Domestic team information
- 2014–2017: Middlesex (squad no. 23)
- 2016: → Glamorgan (loan)
- 2017: → Glamorgan (loan)
- 2017: → Derbyshire (loan)
- 2018–2022: Kent (squad no. 1)
- 2023–2024: Glamorgan (squad no. 23)
- FC debut: 1 May 2016 Glamorgan v Kent
- LA debut: 31 July 2014 Middlesex v Surrey

Career statistics
| Competition | FC | LA | T20 |
| Matches | 56 | 29 | 24 |
| Runs scored | 1,057 | 184 | 37 |
| Batting average | 17.61 | 14.15 | 5.28 |
| 100s/50s | 0/4 | 0/0 | 0/0 |
| Top score | 66* | 40 | 9 |
| Balls bowled | 9,220 | 1,306 | 433 |
| Wickets | 171 | 28 | 23 |
| Bowling average | 27.92 | 48.14 | 28.91 |
| 5 wickets in innings | 4 | 0 | 0 |
| 10 wickets in match | 0 | 0 | 0 |
| Best bowling | 6/36 | 4/57 | 3/13 |
| Catches/stumpings | 14/– | 6/– | 9/– |
- Source: Cricinfo, 19 August 2024

= Harry Podmore =

English cricketer (born 1994)

Harry William Podmore (born 23 July 1994) is a retired English professional cricketer who played for Glamorgan County Cricket Club. A right-arm medium-fast bowler who bats right-handed, he played youth cricket for Middlesex and made his debut for the county in 2014 before spending time on loan with Glamorgan, Durham and Derbyshire over the next two seasons. He made his first-class cricket debut on 1 May 2016 in the 2016 County Championship and played for Kent between 2018 and 2022; he was awarded his county cap in 2019 and left the county at the end of the 2022 season, moving to Glamorgan.

==Early life==
Podmore was born at Hammersmith and educated at Twyford High School. He began playing cricket at Ealing Cricket Club and played for Middlesex from under-15 level onwards, as part of the Middlesex Academy in 2011 and 2012. He was part of the MCC Young Cricketers programme at Lord's and signed his first professional contract with Middlesex in September 2013.

==Senior cricket career==
Podmore made his Middlesex debut as a 19-year old in the 2014 NatWest t20 Blast against Essex, after a poor run of results for the team led to changes in the team. Podmore took his opportunity as Middlesex's lead bowlers were kept out of the T20 team during the summer and went on to play in the 2014 Royal London One-Day Cup 50 over competition later in the season. After taking 13 wickets in the same number of matches he extended his contract with Middlesex at the end of the season. He played in only five T20 matches the following season for the First XI, but took 42 wickets for the Middlesex Second XI and his contract was once again extended at the end of the season.

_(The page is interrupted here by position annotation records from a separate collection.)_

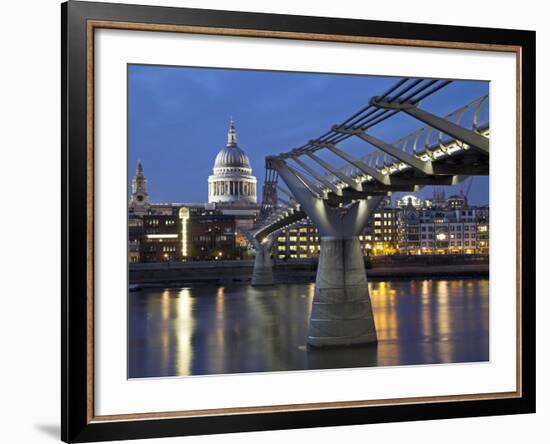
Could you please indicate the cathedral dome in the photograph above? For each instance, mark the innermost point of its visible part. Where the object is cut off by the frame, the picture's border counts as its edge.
(232, 181)
(231, 156)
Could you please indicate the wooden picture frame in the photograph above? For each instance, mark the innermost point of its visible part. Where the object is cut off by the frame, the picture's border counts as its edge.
(79, 22)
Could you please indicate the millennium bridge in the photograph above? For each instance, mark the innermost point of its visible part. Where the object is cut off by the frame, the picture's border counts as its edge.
(338, 200)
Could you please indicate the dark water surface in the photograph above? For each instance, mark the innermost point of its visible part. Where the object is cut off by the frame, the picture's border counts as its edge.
(205, 329)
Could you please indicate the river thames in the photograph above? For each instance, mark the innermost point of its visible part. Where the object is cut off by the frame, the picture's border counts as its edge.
(205, 329)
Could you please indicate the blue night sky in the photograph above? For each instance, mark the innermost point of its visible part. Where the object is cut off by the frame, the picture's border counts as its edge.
(178, 119)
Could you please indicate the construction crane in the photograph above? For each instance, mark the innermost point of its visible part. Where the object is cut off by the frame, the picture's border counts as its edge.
(468, 187)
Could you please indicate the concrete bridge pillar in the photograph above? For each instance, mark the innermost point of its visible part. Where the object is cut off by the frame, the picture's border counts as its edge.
(263, 265)
(341, 313)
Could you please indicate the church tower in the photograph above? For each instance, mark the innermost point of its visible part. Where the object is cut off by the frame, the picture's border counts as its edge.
(139, 201)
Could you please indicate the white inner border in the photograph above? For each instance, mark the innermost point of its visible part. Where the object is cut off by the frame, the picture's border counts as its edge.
(115, 394)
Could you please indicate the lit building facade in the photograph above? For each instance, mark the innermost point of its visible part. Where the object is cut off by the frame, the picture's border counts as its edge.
(410, 227)
(161, 238)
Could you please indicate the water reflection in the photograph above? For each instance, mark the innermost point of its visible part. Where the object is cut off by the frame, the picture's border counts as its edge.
(219, 330)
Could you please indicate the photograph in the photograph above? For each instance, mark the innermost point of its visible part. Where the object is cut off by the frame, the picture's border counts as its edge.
(285, 221)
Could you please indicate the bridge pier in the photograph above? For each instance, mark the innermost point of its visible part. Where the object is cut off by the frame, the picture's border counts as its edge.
(262, 275)
(341, 313)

At the start of the 2016 season, Podmore joined Glamorgan on loan for the first six games of the 2016 County Championship season. He played in four County Championship matches for the Welsh county, making his first-class debut against Kent at the St Lawrence Ground in Canterbury at the beginning of May. After returning to Middlesex he made four County Championship appearances for the county as they won the Championship.

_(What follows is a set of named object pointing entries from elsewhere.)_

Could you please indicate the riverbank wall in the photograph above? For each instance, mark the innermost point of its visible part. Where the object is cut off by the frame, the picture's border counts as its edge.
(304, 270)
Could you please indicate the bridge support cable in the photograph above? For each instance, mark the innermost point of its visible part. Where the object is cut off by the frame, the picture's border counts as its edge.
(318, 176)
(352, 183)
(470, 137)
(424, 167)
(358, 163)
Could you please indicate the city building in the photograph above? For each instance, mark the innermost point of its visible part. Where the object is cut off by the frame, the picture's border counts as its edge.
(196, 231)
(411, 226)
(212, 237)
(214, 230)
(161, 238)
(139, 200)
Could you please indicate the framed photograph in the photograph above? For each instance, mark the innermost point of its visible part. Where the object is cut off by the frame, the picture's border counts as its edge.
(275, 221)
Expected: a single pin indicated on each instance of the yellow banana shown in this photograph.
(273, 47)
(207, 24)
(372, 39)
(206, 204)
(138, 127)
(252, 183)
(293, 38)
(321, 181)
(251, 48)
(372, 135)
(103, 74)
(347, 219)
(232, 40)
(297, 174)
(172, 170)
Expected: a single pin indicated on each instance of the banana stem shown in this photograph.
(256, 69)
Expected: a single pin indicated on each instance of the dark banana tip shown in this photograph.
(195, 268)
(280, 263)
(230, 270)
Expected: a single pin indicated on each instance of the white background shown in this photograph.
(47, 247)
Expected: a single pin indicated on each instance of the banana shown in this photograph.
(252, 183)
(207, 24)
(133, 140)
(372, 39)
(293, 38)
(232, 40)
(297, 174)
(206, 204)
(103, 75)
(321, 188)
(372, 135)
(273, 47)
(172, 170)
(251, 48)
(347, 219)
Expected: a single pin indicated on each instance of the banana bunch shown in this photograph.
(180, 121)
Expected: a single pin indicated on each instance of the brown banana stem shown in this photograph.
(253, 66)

In April 2017 he returned to Glamorgan on loan, playing twice for the county before returning to Middlesex. After playing four one-day matches for Middlesex, he briefly joined Durham on loan during August 2017 to play for their Second XI with the possibility of a permanent move, before joining Derbyshire on a 28-day loan later the same month.

After the 2017 season Podmore had surgery to release a trapped nerve in his bowling elbow and spent time in South Africa playing for Union Cricket Club in Port Elizabeth. In April 2018 Podmore left Middlesex to join Kent on what was reported to be a three-year contract. Podmore had an agreement with Middlesex that he could move to another county if a suitable contract became available.

Podmore's first season with Kent was branded as "successful". He played in each of Kent's County Championship matches, taking 43 County Championship wickets at an average of 23.30 runs per wicket. He was the county's second leading wicket-taker in the Championship as the team won promotion from Division Two and took his best first-class figures of 6/36 against Middlesex, his first five-wicket haul. At the end of the season he signed a contract extension, keeping him under contract at Kent until the end of the 2021 season.

Having joined Glamorgan before the start of the 2023 season, Podmore announced his retirement from professional cricket in August 2024.